[arrow-datafusion] branch main updated: `PrimitiveGroupsAccumulator` should propagate timestamp timezone information properly (#7494)

sunchao Thu, 07 Sep 2023 13:58:32 -0700

This is an automated email from the ASF dual-hosted git repository.

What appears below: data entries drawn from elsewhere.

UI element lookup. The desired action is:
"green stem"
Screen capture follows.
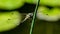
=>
[30,0,40,34]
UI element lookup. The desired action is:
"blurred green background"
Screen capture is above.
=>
[0,3,60,34]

sunchao pushed a commit to branch main
in repository https://gitbox.apache.org/repos/asf/arrow-datafusion.git



The following commit(s) were added to refs/heads/main by this push:
     new 4d44512946 `PrimitiveGroupsAccumulator` should propagate timestamp 
timezone information properly (#7494)
4d44512946 is described below

commit 4d4451294629940d340160cdd06be273139728b4
Author: Chao Sun <[email protected]>
AuthorDate: Thu Sep 7 13:58:22 2023 -0700

    `PrimitiveGroupsAccumulator` should propagate timestamp timezone 
information properly (#7494)
---
 datafusion/physical-expr/src/aggregate/average.rs  | 12 ++---
 .../src/aggregate/groups_accumulator/prim_op.rs    |  8 ++--
 datafusion/physical-expr/src/aggregate/min_max.rs  | 24 +++++++++-
 datafusion/physical-expr/src/aggregate/utils.rs    | 24 ----------
 datafusion/physical-expr/src/expressions/mod.rs    | 54 +++++++++++++++++++++-
 5 files changed, 83 insertions(+), 39 deletions(-)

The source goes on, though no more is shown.